(April 2013) With many of the region’s economies doing well, policymakers in Latin America should take advantage of the current favourable economic conditions to lay the foundations for strong and sustainable growth, said Alejandro Werner, head of the IMF’s Western Hemisphere Department, last weekend. He is not the only optimist but for a region strongly dependent on commodities, global economic news on Tuesday wasn't encouraging. South America is as commodity dependent (or more) as four decades ago, with exports of basic goods reaching about 10% of GDP in 2010. But this contrasts markedly with the pattern seen in Mexico and Central America - - where commodity dependence has fallen sharply, reaching balanced trade in 2010. It is also very different from the trend observed in emerging Asia, which has gone from being a net commodity exporter in 1970 to a net importer in 2010. For Latin America and the Caribbean as a whole, the share of primary commodities in total exports rose from 50% in 1995 to 55% in 2009.
(April 2013) Mexico's hourly wages have fallen to about a fifth lower than China's in constant dollar terms. Just a decade ago, they were three times higher.
(April 2013) Commodity Supercycle: In the past decade, the rise in commodity prices have undone the decline of the previous century, rising to levels not seen since the early 1900s. Despite current declines, research shows that demand for energy, food, metals, and water should rise inexorably as 3bn new middle-class consumers emerge in the next two decades. The global car fleet, for example, is expected almost to double, to 1.7bn, by 2030. In India, it's expected that calorie intake per person will rise by 20% during that period, while per capita meat consumption in China could increase by 60%, to 80 kilograms (176 pounds) a year. Demand for urban infrastructure also will soar. China, for example, could annually add floor space totaling 2.5 times the entire residential and commercial square footage of the city of Chicago, while India could add floor space equal to another Chicago every year. The demand in China has been a boon for countries such as Australia and this week, the Financial Times reported that the world’s top 20 physical commodities trading houses last year made $33.5bn in net income, little different from net income levels over the past five years and an estimated $250bn in a decade.
(April 2013) The IMF says the average fiscal deficit of developed economies has fallen from a peak of 9% in 2009 to an expected level of 4.7% in 2013 and most countries were reducing their borrowing. However, 10 countries, amounting to 40% of global output, still had “the most severe fiscal problems,” including the US, Japan, UK, France, Italy and Spain.
(April 2013) The global economy is in a rut, unable to sustain a decent recovery and at risk of to a sudden stall, according to the latest Brookings Institution-Financial Times tracking index of recovery, published today. Last week, in a speech at the Economic Club of New York, Christine Lagarde, IMF managing director, spoke of a three-speed world economy and she called upon global policymakers to act to get ahead - - and stay ahead - - of the crisis.

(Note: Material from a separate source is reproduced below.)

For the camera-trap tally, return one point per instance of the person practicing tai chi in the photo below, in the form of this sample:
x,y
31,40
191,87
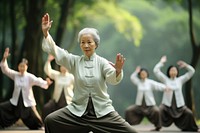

(April 2013) At 53.4 in March, little-changed from February's four month low of 53.2, the JPMorgan Global Services Business Activity Index - - a composite index produced by JPMorgan and Markit in association with ISM (US Institute for Supply Management) and IFPSM (International Federation of Purchasing and Supply Management) - - nonetheless signalled expansion for the forty fourth month in a row. March data pointed to a broad-based expansion of global service sector business activity. The US remained the strongest performer, recording growth above the global average for the fortieth successive month.
(April 2013) Over the past several decades, advanced economies have seen a striking rise in inequality. In the United States, the top 0.1% of households receive more than 10% of national income - - more than double the figure of 30 years ago.
(April 2013) Global VC investment in 2012 fell by 20%. Following a year in which activity declined to its lowest levels since 2009, there is hope that steadying economic conditions will bolster investor confidence and increase risk appetite. This and the prospect of better exit opportunities ahead could make 2013 a more positive year for venture capital. The US and Europe continued to dominate the venture capital market - - accounting for 85% of global investment. The amount raised via IPO (initial public offering) declined globally by 27%.
(April 2013) At 51.2 in March, up slightly from 50.9 in February, the JPMorgan Global Manufacturing PMI (Purchasing Managers' Index) - - a composite index produced by JPMorgan and Markit in association with ISM (US Institute for Supply Management) and IFPSM ( International Federation of Purchasing and Supply Management)- - signalled expansion for the third straight month.
(March 2013) World trade rose in January 2013 following a 1.0% decline in December while industrial production was flat following a 0.7% increase in December.